Les invités de l’émission « On va plus loin » évoquent les meilleurs moyens de reconstruire Saint-Martin et Saint-Barthélemy après la catastrophe Irma, tout en tenant compte des habitants.

« Sidération ». Ce mot est dans toutes les bouches sur le plateau d’ « On va plus loin ». Après la catastrophe naturelle engendrée par l’ouragan Irma, c’est la « sidération » pour les habitants de Saint-Martin et Saint-Barthélemy, encore sous le choc. Alors que ces derniers sont dans des besoins de première urgence, il faut tout de même, dès aujourd’hui, penser la reconstruction des deux îles, à plus long terme.

Pour Stéphane Gicquel, secrétaire général de la FENVAC (fédération nationale des victimes d’attentats et d’accidents collectifs), il faut impliquer les habitants dans le processus : « La catastrophe met à l’épreuve nos modes de vie, nos choix et on est face à un choix politique. Le pire danger ce serait de tomber dans une banalisation d’un traitement administratif, d’un traitement assurantiel. Aujourd’hui, on n’a pas à écouter les comptables, on n’a pas à écouter les juristes, on a à imposer les choix du politique. Et si on arrive à [les] imposer, on aura déjà marqué quelque chose de fort : la reconnaissance de ce que vivent les victimes (…) il y a de vrais choix politiques et bien évidemment les victimes doivent être actrices de ces choix ».

« On ne peut pas faire sans les gens »

George Pau Langevin, ancienne ministre des Outre-mer renchérit : « On ne peut pas faire sans les gens (…) les choix politiques, les orientations en matière d’urbanisme ou en matière de construction des maisons, il faut tenir compte de ce que les gens souhaitent ».
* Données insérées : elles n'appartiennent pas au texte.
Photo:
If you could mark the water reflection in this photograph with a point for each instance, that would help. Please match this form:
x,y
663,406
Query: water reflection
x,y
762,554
Mais ces catastrophes naturelles, selon Stéphane Gicquel, « posent la question de notre rapport au risque » et nous renvoient à des questions essentielles : « Quel est le risque que finalement on accepte. Peut être que des gens vont vouloir retourner dans un habitat en ayant la connaissance du risque. Je ne veux pas choquer mais peut-être qu’il faut accepter que tous les 100 ans, certaines constructions soient dévastées et à refaire. La question, c’est la prévention, la mise à l’abri des personnes (…) Aujourd’hui, on va faire un choix. Ces gens n’ont pas forcément envie d’avoir des barres d’immeubles en béton qui résisteront mais qui n’auront pas forcément de charme (…) Il faut être capable de proposer aux gens : voilà une option, voilà les avantages, voilà les inconvénients. Finalement, c’est le langage de la maturité ».

Et cette reconstruction prendra des années et des années.

Tous sur le plateau parlent de l’importance de la solidarité nationale : « Il y a une vraie chaîne de solidarité qui se met en œuvre (…) Les Français se mobilisent, font des dons. Et aujourd’hui, c’est ce que l’on peut faire de mieux pour accompagner les associations locales sur le terrain, qui vont œuvrer à leur propre reconstruction » estime Frédéric Théret, de la Fondation de France.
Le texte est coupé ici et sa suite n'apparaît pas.